The meaning is simple, when a venture is beyond saving, or a procedure does not make an outcome better, when direction is demonstrably wrong, when everyone else has already tried the same thing and failed, then to add only more effort to it is futile. This description of a dead horse scenario is often applied to describe the stupid efforts in business and social matters in concern of the actions of executives and politicians, where despite all the evidence showing that the only sane course of action is to admit defeat, or at least change direction dramatically, their chosen approach is often to develop strategies that apply to the “dead horse” situation.

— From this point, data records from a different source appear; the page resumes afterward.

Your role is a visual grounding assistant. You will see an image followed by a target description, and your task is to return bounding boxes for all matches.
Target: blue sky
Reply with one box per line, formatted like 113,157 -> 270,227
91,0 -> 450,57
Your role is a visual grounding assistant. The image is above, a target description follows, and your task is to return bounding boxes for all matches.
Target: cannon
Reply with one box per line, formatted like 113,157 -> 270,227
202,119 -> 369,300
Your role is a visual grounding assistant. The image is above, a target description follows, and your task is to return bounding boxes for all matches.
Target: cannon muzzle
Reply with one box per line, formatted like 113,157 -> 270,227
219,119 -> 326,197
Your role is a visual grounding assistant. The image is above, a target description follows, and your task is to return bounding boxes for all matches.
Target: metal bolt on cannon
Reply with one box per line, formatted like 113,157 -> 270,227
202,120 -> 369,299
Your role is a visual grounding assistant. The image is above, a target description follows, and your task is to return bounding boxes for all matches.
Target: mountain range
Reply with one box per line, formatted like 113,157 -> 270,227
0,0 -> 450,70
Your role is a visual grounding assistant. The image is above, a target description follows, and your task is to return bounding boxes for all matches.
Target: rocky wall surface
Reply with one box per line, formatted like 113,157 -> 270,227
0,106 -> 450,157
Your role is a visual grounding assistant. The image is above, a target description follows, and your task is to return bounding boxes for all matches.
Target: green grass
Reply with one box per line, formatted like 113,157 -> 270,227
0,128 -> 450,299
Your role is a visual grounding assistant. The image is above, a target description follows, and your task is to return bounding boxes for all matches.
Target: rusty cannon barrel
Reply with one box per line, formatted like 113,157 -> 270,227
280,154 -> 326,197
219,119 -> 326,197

To buy the horse a new saddle is stupid, to change its food is stupid, to groom it is stupid. The horse is dead, no matter what way the horse is subsequently treated following its death, it will not trot nor gallop again. We find ourselves at this point with capitalism, where it has had its gallop and now it is dead. I say that because what has to be, and is being, done now can only be described as enforced expenditure, because it is not capitalism that we are living in in these times. The world has harvested natural resources to produce goods that people need and desire so as to make their lives better, that was capitalism. Efficient, productive, demonstrably accelerating the people into the future regardless of if they wanted to be in it or not. It was a somewhat positive system with some horrible baggage that some would argue was not necessary; exploitation, land appropriation, war, but it got man to the moon and it invented the electric toothbrush.
We all do this to some degree though, pursue less than reasonable strategies when we know in our rational mind that we are dealing with a dead horse, and we do it because we just don’t want the horse to be dead. That doesn’t make it not dead though, and it doesn’t mean we don’t know it is dead. When we hear a politician bloviating the merits of cracking down on crime, by increasing the budget of the courts, or talking about the record funding channelled through the NHS toward their chums that provide private services, we know what we are seeing is the dead horse. These people know this strategy will fail overall, but that is unimportant because they will personally succeed.

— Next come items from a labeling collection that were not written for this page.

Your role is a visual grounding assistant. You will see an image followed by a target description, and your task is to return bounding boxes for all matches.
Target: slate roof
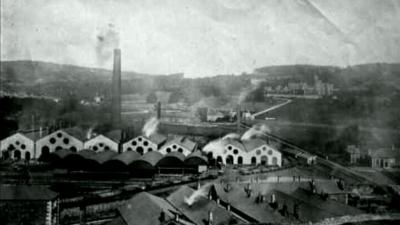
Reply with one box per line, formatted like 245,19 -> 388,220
371,148 -> 400,158
0,184 -> 58,201
167,185 -> 236,224
242,138 -> 267,152
118,192 -> 179,225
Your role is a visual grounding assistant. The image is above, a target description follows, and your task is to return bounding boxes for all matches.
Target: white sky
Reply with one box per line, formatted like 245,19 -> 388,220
0,0 -> 400,77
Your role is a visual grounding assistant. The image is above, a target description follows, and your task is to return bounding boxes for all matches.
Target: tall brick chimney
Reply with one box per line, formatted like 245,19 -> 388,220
111,49 -> 121,129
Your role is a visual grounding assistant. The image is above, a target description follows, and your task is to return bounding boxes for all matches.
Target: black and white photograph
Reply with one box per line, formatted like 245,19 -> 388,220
0,0 -> 400,225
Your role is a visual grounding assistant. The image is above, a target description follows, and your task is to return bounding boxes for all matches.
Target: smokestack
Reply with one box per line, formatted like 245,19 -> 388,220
157,101 -> 161,120
111,49 -> 121,129
236,104 -> 241,134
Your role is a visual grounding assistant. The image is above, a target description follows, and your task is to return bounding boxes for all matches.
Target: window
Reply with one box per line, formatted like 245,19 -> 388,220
272,157 -> 278,166
225,155 -> 233,164
261,155 -> 268,165
136,147 -> 144,154
14,150 -> 21,160
25,152 -> 31,161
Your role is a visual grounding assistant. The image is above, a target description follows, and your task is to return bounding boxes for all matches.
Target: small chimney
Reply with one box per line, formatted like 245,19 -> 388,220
208,211 -> 214,225
157,101 -> 161,120
111,49 -> 121,129
236,104 -> 241,134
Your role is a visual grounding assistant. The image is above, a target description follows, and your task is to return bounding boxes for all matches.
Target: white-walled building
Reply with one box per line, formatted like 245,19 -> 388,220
160,137 -> 197,157
0,133 -> 36,160
122,134 -> 167,154
36,129 -> 84,157
83,134 -> 118,152
204,138 -> 282,166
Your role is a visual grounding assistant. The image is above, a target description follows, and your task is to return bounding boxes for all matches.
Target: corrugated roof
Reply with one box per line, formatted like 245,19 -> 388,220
136,151 -> 163,166
242,138 -> 267,152
167,185 -> 233,224
371,148 -> 400,158
0,184 -> 58,201
109,151 -> 142,165
118,192 -> 179,225
87,150 -> 118,164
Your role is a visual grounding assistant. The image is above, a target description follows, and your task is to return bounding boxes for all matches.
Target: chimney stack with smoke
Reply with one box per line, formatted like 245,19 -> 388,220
111,49 -> 121,129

I was married once, after a couple of relatively sedate years my marriage became a dead horse, I went out to work for this dead horse, I paid bills for it, I bought this dead horse holidays, I bought it a house and a new car, I put the dead horse at the forefront of everything I did. The dead horse was the most important thing in my life for another four years after it was truly dead. I almost gave the last shred of my sanity to this dead horse, then one day I decided to acknowledge that it was in fact dead, by then though it was far too late to do anything meaningful about it other than walk off. A dead horse had taken years and money I’d never ever get back. Like the Native American I’m now up on a new horse, ever moving forward, sometimes at a trot, sometimes at a gallop.